Scottish farmers have welcomed the £160m of convergence funding that has been announced in the Spending Review.
In the Chancellor’s spending review, announced on Wednesday (4 September), he stated: “…the government is providing £160 million to farmers in relation to historic allocations of Common Agricultural Policy ‘convergence’ funding.”
The funds have been the subject of a lengthy and concerted campaign to ensure that Scottish farmers received the money they were due.
It started when the EU Multi Annual Financial Framework set out the aim of redistributing CAP payments more equitably across the EU based on average €/hectare.
Under the framework, all countries receiving less than 90% of the EU average would receive a funding uplift.
As the Member State, the UK only qualified for an uplift because of Scotland, whose per hectare rate is only 45% of the EU average.
England, Wales and Northern Ireland are all above the 90% qualifying threshold.

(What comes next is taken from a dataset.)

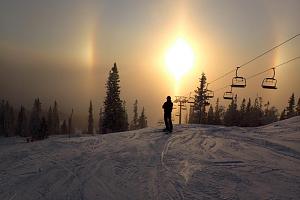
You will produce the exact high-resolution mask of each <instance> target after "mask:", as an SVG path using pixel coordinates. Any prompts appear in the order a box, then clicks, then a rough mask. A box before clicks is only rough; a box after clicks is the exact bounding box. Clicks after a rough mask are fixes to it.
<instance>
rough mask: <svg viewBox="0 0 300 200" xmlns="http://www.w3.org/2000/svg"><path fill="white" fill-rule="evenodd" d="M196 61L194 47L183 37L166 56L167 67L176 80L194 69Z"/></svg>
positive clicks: (169, 49)
mask: <svg viewBox="0 0 300 200" xmlns="http://www.w3.org/2000/svg"><path fill="white" fill-rule="evenodd" d="M194 61H195V56H194V52H193V49H192V48H191V47H190V45H189V44H188V43H187V42H186V41H185V40H184V39H183V38H179V39H177V40H176V42H175V43H174V45H173V46H171V47H170V48H169V49H168V51H167V53H166V56H165V64H166V66H167V69H168V71H169V72H170V73H171V74H172V75H173V76H174V77H175V79H176V80H180V79H181V77H182V76H183V75H184V74H186V73H187V72H188V71H189V70H191V69H192V67H193V65H194Z"/></svg>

After months of patient lobbying from the industry, Scottish farmers will now benefit to the tune of £160m.
NFU Scotland, welcoming the news, said a 'fundamental wrong had finally been corrected'.

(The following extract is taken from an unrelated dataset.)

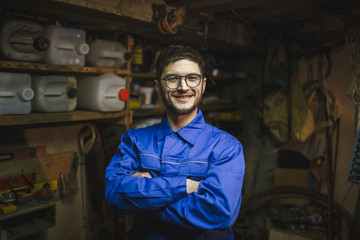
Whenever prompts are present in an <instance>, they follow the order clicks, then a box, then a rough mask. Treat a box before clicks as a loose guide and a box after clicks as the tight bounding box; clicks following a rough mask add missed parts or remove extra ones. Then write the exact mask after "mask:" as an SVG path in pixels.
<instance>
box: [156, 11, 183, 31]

“The landmark announcement recognises the historic injustice in allocation of monies,” President, Andrew McCornick said.
“The £160 million represents the biggest single uplift in agricultural funding in memory and is a genuine victory for NFUS lobbying, supported by many other allies.”
A meeting of the union's Board of Directors will soon commence to finalise how the funding should be allocated.